As an exercise for the reader:
There are exactly 32 symbols in ASCII:
!"#$%&'()*+,-./:;<=>?@[\]^_`{|}~
Taking input in a register, uniquely hash them to the range 0-31.
Any other input values may return any number, but must not
trap or exhibit undefined behavior. The obvious approach of
"just make a 256-element array" isn't allowed.
This can be done in few enough cycles that you need to
carefully consider if there's any point to including:
loads (even hitting L1)
branches (even if it fully predicts when it is taken)
multiplication (unless just using lea/add/shift)
I found that out-of-order only helps a little; it's
difficult to scatter-gather very wide in so few cycles.
Writing C code mostly works if you can persuade the compiler
not to emit an unwanted branch.
I’ve always considered this a bit of an academic conversation because as others have people have pointed out the up front costs are often too much to bear. However we have languages now that can run functions at build time. So a static lookup table is possible.

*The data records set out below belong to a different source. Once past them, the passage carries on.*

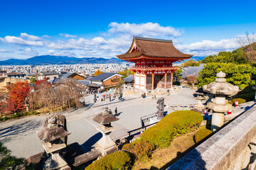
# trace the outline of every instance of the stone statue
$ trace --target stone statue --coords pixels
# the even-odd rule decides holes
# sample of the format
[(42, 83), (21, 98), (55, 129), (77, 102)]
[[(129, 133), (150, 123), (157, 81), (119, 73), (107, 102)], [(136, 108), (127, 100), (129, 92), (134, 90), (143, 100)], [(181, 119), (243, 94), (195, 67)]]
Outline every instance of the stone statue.
[(163, 97), (159, 98), (157, 100), (156, 103), (158, 104), (158, 106), (156, 106), (158, 109), (158, 111), (156, 112), (157, 119), (161, 120), (164, 117), (164, 107), (166, 106), (166, 105), (164, 104), (164, 98)]

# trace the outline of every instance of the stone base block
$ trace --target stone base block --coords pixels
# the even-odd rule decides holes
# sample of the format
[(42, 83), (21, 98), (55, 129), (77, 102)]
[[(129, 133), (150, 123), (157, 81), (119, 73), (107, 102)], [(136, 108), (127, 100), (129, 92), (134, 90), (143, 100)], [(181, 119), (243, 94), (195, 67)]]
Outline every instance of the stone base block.
[(95, 149), (98, 149), (101, 153), (102, 157), (106, 156), (107, 154), (116, 152), (118, 151), (118, 147), (117, 146), (113, 146), (112, 147), (109, 147), (108, 149), (103, 149), (98, 145), (95, 146)]

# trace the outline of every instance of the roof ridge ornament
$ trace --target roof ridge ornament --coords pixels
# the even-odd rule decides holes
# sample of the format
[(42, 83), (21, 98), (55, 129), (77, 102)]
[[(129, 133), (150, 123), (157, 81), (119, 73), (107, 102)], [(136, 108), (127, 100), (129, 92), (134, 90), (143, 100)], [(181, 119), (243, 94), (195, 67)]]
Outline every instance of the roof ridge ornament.
[(225, 78), (225, 73), (220, 71), (220, 72), (217, 73), (216, 74), (218, 78)]

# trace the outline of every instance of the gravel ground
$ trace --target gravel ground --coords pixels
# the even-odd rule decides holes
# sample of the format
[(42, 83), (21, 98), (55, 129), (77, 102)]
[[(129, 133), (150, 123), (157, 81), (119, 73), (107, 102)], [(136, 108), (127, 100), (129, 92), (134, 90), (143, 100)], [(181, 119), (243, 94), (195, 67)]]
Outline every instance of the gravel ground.
[[(189, 105), (196, 103), (193, 94), (193, 90), (184, 89), (183, 91), (171, 94), (170, 96), (162, 95), (165, 98), (165, 104)], [(97, 94), (101, 98), (103, 94)], [(140, 118), (157, 111), (156, 100), (151, 97), (142, 98), (139, 96), (124, 96), (122, 102), (117, 98), (111, 102), (108, 98), (105, 101), (93, 103), (94, 95), (87, 96), (85, 99), (90, 107), (82, 108), (77, 110), (65, 113), (68, 130), (71, 132), (68, 136), (68, 143), (78, 142), (87, 149), (100, 139), (102, 135), (96, 130), (99, 125), (92, 120), (92, 118), (101, 112), (104, 106), (107, 106), (113, 112), (117, 108), (119, 120), (112, 123), (116, 128), (110, 137), (117, 139), (127, 134), (127, 131), (141, 127)], [(100, 100), (99, 100), (100, 101)], [(168, 113), (173, 110), (165, 108)], [(43, 146), (36, 134), (36, 130), (43, 128), (43, 123), (46, 115), (32, 116), (18, 120), (13, 120), (0, 123), (0, 142), (4, 142), (12, 154), (28, 158), (28, 157), (43, 152)]]

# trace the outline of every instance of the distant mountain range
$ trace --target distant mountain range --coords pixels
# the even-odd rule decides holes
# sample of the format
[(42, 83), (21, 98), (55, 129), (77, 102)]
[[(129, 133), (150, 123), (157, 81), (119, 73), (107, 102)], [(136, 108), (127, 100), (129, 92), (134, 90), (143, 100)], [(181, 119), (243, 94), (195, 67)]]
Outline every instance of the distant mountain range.
[[(201, 60), (205, 57), (192, 57), (191, 60)], [(40, 55), (26, 60), (9, 59), (0, 61), (0, 65), (47, 65), (47, 64), (103, 64), (121, 63), (124, 60), (118, 58), (97, 58), (97, 57), (69, 57), (67, 56)]]
[(97, 57), (77, 58), (67, 56), (40, 55), (26, 60), (9, 59), (0, 61), (0, 65), (47, 65), (47, 64), (75, 64), (120, 63), (124, 61), (117, 58), (105, 59)]

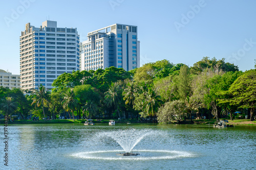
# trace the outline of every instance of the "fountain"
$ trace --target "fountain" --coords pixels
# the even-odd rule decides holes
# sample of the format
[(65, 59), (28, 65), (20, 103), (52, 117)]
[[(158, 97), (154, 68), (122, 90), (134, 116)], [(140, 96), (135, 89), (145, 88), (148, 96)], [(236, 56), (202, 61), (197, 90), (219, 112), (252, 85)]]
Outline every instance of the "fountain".
[(110, 132), (102, 132), (98, 134), (98, 136), (110, 137), (120, 144), (125, 152), (116, 154), (117, 155), (137, 156), (139, 154), (133, 153), (133, 149), (145, 136), (152, 134), (153, 134), (153, 131), (150, 129), (138, 130), (131, 129), (119, 130)]
[[(144, 140), (145, 140), (144, 141), (145, 143), (143, 145), (145, 144), (147, 148), (151, 146), (150, 147), (153, 148), (155, 150), (134, 150), (137, 144)], [(91, 147), (98, 147), (99, 149), (102, 148), (102, 150), (95, 151), (93, 149), (91, 151), (74, 154), (72, 156), (83, 159), (109, 160), (173, 159), (194, 156), (193, 154), (185, 151), (156, 149), (157, 145), (160, 147), (161, 148), (163, 148), (162, 147), (164, 146), (167, 147), (165, 145), (166, 143), (170, 142), (171, 140), (172, 137), (169, 136), (169, 134), (159, 130), (114, 128), (111, 131), (104, 130), (98, 132), (94, 134), (93, 138), (92, 138), (91, 142), (93, 144)], [(123, 150), (115, 150), (113, 148), (110, 150), (105, 149), (110, 148), (110, 147), (115, 146), (115, 142), (117, 143)], [(102, 145), (102, 143), (105, 144)], [(167, 147), (169, 146), (168, 145)], [(139, 147), (141, 147), (141, 145), (140, 145)], [(166, 148), (164, 147), (164, 148)], [(114, 155), (116, 156), (115, 156)], [(119, 156), (123, 156), (120, 157)]]

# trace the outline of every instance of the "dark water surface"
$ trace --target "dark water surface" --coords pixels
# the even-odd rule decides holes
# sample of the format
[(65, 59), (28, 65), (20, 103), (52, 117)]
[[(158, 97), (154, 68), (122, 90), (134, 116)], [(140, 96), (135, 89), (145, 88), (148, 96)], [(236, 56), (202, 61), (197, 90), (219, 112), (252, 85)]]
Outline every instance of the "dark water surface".
[[(3, 130), (0, 169), (256, 168), (256, 126), (253, 126), (218, 129), (211, 125), (96, 124), (8, 128), (8, 166), (3, 162)], [(140, 138), (136, 135), (139, 132)], [(133, 151), (140, 154), (116, 155), (124, 152), (109, 135), (116, 133), (125, 143), (133, 138), (139, 141)]]

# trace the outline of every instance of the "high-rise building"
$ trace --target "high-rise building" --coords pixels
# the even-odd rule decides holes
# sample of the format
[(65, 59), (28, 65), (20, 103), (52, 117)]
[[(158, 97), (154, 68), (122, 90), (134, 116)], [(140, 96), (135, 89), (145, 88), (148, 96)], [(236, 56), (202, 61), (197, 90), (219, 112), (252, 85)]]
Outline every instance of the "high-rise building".
[(0, 86), (19, 88), (19, 75), (12, 75), (11, 72), (0, 69)]
[(137, 26), (116, 23), (90, 32), (87, 37), (80, 43), (80, 70), (115, 66), (129, 71), (139, 67)]
[(38, 89), (42, 84), (52, 88), (60, 75), (79, 68), (79, 37), (76, 28), (57, 28), (46, 20), (40, 28), (26, 25), (20, 43), (20, 87)]

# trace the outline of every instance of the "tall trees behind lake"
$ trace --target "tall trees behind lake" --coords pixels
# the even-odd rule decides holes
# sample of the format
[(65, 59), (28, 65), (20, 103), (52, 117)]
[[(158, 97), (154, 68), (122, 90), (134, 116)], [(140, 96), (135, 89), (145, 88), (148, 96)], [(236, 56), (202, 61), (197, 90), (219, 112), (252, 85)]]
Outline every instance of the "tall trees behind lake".
[(204, 57), (189, 67), (163, 60), (129, 71), (111, 67), (65, 73), (54, 81), (49, 96), (42, 96), (48, 92), (42, 87), (26, 96), (19, 89), (0, 87), (0, 103), (11, 98), (17, 106), (11, 114), (21, 118), (72, 113), (73, 119), (147, 118), (171, 123), (193, 117), (232, 119), (239, 111), (252, 120), (256, 69), (243, 72), (224, 60)]

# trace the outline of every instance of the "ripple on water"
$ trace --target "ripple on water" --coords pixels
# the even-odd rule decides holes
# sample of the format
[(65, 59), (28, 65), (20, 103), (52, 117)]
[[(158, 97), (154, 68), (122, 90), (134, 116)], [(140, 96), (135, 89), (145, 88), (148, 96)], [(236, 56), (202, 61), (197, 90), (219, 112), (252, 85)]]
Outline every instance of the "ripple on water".
[(135, 153), (139, 153), (138, 156), (118, 156), (116, 153), (123, 153), (123, 150), (98, 151), (80, 152), (71, 155), (71, 156), (86, 159), (97, 159), (109, 160), (151, 160), (163, 159), (175, 159), (197, 156), (195, 154), (185, 151), (165, 150), (135, 150)]

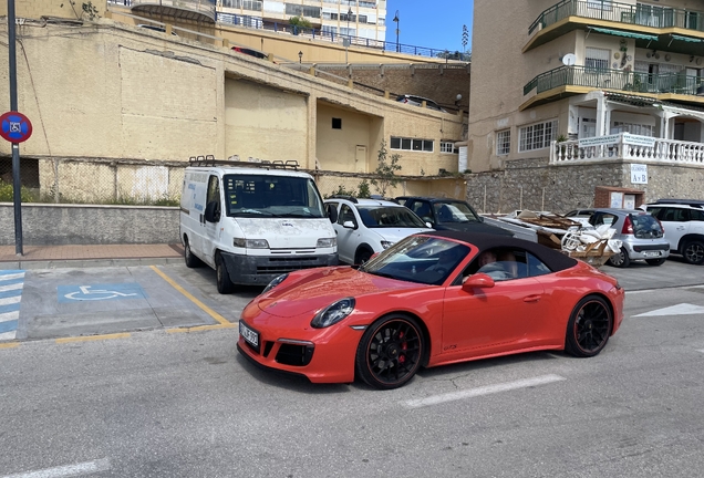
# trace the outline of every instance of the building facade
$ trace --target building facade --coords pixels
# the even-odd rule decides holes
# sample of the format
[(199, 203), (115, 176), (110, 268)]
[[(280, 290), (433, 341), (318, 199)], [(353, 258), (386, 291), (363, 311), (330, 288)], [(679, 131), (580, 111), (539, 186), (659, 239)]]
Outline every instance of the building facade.
[(476, 0), (472, 70), (473, 170), (704, 163), (702, 0)]

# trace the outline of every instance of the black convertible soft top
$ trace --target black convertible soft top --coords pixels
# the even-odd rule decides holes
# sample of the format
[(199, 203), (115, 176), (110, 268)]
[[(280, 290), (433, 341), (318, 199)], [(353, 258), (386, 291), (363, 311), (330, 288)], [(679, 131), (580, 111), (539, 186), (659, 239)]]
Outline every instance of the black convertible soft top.
[(516, 239), (508, 236), (452, 230), (424, 232), (423, 235), (468, 242), (476, 246), (479, 249), (479, 252), (497, 247), (514, 247), (525, 249), (540, 259), (542, 262), (545, 262), (545, 264), (549, 267), (552, 272), (569, 269), (577, 264), (577, 259), (566, 256), (556, 249), (550, 249), (549, 247), (539, 245), (537, 242), (530, 242), (524, 239)]

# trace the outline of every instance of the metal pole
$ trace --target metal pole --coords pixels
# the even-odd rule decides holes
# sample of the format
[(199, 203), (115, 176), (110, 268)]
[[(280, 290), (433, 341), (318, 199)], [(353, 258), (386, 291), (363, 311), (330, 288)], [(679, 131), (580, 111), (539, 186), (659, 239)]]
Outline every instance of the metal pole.
[[(10, 52), (10, 111), (17, 108), (17, 56), (14, 0), (8, 0), (8, 43)], [(22, 181), (20, 180), (20, 145), (12, 143), (12, 200), (14, 202), (14, 253), (22, 256)]]

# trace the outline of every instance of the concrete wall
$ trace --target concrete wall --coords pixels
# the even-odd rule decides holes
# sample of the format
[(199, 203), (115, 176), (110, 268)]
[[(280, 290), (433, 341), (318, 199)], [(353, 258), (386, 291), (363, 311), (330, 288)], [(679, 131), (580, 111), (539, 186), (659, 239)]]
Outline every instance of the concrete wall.
[[(27, 246), (180, 243), (177, 207), (22, 205)], [(0, 202), (0, 245), (14, 245), (14, 209)]]

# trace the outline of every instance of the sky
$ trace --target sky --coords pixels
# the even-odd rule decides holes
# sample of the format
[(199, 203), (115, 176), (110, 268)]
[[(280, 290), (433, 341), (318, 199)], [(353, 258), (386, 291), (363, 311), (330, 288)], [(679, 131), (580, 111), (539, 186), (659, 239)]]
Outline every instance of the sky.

And where else would one use a static lookup table to great effect? When I actively followed the SIGPLAN (programming languages) proceedings, one of the papers that really stood out for me was one about making interface/trait based function calls as fast as inheritance by using perfect hashing on all vtable entries.
This is a really good article. The subject area has a lot of new developments in the past few years (wonder why) and the survey discusses them. I always thought of perfect hashing as a niche optimization good for some things and of theoretical interest, but it's apparently more important than I thought.
Interesting that they don’t cover boomphf which is the fastest MPHF I’ve encountered.
They completely forget the startup-time in the query-time, which dominates by a factor of 1000.
Some PHF's can be pre-compiled, while most needs to be deserialized at run-time. I worked on a pre-compiled pthash variant, but got struck by C++ bugs.
There's a huge overhead for ordered variants in some, to check for false positives.
For small n gperf is still the fastest by far. And it is pre-compiled only.
We've made extensive use of perfect hashing in HeavyDB (formerly MapD/OmniSciDB), and it has definitely been a core part of achieving strong group by and join performance.
You can use perfect hashes not only the usual suspects of contiguous integer and dictionary-encoded string ranges, but also use cases like binned numeric and date ranges (epoch seconds binned per year can use a perfect hash range of one bin per year for a very wide range of timestamps), and can even handle arbitrary expressions if you propagate the ranges correctly.
Obviously you need a good "baseline" hash path to fall back to you, but it's surprising how many real-world use cases you can profitably cover with perfect hashing.